IV. GAMBARAN UMUM
4.1 Perkembangan Infrastruktur Jalan di Indonesia
Jalan merupakan bagian dari infrastruktur transportasi darat. Fungsinya sebagai media bagi distribusi barang dan orang membuat jalan sangat penting bagi
perekonomian suatu negara. Apalagi Indonesia sebagai negara yang memiliki luas wilayah yang sangat besar menjadikan jalan sebagai penyambung antar wilayah
yang paling penting karena jalan dapat menghubungkan berbagai daerah baik dekat maupun jauh. Terutama di era desentralisasi sekarang membuat fungsi jalan
semakin penting bagi pemersatu bangsa. Menurut Undang-Undang No. 38 Tahun 2004, jalan merupakan salah satu sarana transportasi yang memiliki unsur penting
dalam pengembangan hidup berbangsa dan bernegara, dalam pembinaan kesatuan dan persatuan. Pentingnya jalan ini dibuktikan dengan pembangunan secara
berkelanjutan oleh pemerintah dari tahun ke tahun.
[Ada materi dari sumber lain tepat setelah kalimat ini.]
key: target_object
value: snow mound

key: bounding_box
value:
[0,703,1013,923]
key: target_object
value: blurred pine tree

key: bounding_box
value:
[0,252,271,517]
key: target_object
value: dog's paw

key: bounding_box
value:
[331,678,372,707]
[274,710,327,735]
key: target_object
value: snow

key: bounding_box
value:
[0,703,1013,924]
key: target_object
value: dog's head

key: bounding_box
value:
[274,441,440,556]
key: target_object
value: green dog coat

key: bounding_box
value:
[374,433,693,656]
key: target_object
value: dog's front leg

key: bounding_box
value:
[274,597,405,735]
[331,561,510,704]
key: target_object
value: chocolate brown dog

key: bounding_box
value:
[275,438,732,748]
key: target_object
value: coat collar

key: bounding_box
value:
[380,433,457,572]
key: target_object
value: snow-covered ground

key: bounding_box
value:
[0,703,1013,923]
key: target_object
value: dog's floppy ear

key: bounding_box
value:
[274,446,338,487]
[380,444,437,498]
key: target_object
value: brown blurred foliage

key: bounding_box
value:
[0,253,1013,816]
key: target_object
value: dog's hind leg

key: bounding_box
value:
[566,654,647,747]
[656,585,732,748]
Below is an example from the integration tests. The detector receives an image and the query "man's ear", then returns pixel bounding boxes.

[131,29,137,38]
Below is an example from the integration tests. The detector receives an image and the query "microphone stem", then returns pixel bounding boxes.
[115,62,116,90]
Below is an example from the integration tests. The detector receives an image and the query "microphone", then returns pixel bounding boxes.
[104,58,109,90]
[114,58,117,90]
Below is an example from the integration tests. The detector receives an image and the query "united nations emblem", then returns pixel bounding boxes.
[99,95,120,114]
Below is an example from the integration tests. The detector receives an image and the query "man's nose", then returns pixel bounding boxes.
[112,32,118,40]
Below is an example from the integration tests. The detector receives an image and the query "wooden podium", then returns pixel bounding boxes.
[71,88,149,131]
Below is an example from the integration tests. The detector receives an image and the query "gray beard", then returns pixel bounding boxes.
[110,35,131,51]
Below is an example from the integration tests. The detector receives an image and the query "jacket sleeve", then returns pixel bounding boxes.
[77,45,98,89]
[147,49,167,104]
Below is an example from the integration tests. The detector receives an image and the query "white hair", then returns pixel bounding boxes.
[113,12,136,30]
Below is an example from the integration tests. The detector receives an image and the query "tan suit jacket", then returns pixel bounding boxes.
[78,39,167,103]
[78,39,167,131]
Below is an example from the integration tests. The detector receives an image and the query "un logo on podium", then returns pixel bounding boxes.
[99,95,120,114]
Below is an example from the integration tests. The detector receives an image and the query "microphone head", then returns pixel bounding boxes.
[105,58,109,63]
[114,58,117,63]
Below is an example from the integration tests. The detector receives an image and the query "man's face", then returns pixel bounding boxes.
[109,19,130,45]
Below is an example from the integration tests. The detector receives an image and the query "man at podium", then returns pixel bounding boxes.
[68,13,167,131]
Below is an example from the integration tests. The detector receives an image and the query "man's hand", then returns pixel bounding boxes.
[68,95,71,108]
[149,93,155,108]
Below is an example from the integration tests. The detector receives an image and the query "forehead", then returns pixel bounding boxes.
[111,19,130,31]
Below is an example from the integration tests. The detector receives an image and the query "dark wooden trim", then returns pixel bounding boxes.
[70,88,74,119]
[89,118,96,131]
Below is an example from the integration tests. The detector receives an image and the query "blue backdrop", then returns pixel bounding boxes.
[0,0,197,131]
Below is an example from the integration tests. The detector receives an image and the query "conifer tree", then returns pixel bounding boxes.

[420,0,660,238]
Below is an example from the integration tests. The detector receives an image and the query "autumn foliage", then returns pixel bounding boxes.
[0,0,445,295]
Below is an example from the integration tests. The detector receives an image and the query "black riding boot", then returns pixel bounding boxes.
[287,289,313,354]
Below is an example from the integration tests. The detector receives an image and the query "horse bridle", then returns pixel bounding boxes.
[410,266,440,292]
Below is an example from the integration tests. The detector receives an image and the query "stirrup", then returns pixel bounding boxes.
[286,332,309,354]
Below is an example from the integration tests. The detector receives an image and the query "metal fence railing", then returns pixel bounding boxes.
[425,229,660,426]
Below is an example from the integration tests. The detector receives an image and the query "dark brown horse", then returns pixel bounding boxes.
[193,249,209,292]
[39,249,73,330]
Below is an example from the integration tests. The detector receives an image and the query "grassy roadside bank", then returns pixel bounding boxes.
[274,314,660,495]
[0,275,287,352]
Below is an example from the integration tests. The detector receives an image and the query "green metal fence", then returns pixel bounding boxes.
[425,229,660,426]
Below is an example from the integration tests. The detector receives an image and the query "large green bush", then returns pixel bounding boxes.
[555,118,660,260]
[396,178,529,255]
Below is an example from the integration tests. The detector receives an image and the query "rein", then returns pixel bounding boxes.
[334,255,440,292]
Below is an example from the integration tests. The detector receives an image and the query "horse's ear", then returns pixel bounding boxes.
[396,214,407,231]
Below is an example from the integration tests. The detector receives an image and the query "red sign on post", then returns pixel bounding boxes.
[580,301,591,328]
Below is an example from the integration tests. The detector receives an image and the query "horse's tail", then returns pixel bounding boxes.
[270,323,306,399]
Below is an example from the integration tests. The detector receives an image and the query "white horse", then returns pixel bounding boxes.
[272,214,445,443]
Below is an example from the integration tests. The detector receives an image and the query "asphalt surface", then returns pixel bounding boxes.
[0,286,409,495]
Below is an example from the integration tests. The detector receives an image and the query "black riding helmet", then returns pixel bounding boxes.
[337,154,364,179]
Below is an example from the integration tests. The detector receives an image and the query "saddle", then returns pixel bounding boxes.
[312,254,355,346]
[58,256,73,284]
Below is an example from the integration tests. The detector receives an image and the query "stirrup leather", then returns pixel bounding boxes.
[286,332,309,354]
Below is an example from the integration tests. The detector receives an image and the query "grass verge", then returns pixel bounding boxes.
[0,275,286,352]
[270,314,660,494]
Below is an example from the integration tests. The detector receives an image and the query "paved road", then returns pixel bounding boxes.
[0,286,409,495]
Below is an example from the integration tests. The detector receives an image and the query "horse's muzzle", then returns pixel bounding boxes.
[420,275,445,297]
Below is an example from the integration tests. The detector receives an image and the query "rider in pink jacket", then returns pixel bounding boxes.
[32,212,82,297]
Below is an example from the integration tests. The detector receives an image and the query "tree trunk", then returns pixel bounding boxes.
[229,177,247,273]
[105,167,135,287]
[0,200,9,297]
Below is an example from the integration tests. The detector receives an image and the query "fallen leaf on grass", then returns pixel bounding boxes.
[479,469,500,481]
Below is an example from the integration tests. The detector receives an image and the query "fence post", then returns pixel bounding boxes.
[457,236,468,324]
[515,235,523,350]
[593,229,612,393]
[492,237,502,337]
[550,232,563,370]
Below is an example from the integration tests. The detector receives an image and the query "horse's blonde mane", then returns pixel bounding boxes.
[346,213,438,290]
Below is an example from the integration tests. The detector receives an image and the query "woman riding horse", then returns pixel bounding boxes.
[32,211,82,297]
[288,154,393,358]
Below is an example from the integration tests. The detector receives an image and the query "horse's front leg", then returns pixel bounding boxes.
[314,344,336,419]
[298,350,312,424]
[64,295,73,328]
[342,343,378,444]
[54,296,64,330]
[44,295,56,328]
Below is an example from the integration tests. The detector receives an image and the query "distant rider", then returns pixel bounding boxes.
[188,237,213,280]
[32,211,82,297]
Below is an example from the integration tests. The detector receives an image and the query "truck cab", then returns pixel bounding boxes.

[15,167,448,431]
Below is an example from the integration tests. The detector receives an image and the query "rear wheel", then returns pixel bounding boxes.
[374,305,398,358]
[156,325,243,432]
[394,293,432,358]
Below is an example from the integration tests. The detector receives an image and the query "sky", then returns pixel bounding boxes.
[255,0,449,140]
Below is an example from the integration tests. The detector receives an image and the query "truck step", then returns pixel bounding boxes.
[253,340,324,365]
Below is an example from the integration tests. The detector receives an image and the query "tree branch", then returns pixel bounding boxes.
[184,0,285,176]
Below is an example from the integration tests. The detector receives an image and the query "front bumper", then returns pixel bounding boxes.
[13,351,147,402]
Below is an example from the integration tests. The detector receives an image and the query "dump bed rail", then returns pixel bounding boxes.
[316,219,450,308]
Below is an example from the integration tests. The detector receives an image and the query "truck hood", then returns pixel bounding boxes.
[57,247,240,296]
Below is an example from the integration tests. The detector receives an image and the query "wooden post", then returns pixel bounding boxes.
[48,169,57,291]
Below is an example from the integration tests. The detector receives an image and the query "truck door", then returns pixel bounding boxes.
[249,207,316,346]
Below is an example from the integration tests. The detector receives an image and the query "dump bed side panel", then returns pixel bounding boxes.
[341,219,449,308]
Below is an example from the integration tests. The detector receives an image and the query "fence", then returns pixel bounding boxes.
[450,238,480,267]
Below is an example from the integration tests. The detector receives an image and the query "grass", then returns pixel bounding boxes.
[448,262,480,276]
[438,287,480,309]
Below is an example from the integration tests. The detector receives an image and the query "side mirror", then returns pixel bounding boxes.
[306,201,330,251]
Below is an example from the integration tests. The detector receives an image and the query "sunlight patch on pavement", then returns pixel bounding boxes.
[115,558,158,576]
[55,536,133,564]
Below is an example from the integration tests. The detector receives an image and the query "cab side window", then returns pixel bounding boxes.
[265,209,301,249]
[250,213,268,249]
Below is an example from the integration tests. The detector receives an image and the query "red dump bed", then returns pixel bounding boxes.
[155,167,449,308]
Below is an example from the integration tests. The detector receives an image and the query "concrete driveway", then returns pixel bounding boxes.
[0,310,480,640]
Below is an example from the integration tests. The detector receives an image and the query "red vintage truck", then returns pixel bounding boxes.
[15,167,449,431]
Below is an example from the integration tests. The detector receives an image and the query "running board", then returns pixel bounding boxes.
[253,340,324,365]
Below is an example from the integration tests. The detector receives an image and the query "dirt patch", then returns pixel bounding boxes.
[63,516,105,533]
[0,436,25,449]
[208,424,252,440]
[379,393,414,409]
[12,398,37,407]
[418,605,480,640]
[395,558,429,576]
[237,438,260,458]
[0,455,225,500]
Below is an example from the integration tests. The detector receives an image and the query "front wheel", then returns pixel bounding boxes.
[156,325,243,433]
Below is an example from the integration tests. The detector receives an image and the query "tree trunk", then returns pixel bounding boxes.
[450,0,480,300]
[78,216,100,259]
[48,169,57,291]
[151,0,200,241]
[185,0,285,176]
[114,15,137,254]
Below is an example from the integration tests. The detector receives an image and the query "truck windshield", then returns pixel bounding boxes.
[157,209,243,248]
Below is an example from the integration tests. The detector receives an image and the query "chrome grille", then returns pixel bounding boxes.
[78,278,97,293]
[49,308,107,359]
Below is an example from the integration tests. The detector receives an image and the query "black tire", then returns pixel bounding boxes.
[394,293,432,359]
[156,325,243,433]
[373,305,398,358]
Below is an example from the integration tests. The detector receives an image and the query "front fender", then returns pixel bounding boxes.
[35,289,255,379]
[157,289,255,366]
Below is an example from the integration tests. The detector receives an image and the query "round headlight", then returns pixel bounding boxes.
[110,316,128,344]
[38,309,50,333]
Pembangunan jalan bahkan telah dilakukan sejak jaman Belanda masih
menjajah Indonesia. Pembangunan jalan Anyer-Panarukan pada tahun 1808 yang panjangnya hingga mencapai 1000 km dibangun pada masa Gubernur Belanda
Herman Willem Daendels. Kini, sebagian dari jalan ini dikenal dengan jalur Pantai Utara atau Pantura yang membentang sepanjang utara Pulau Jawa.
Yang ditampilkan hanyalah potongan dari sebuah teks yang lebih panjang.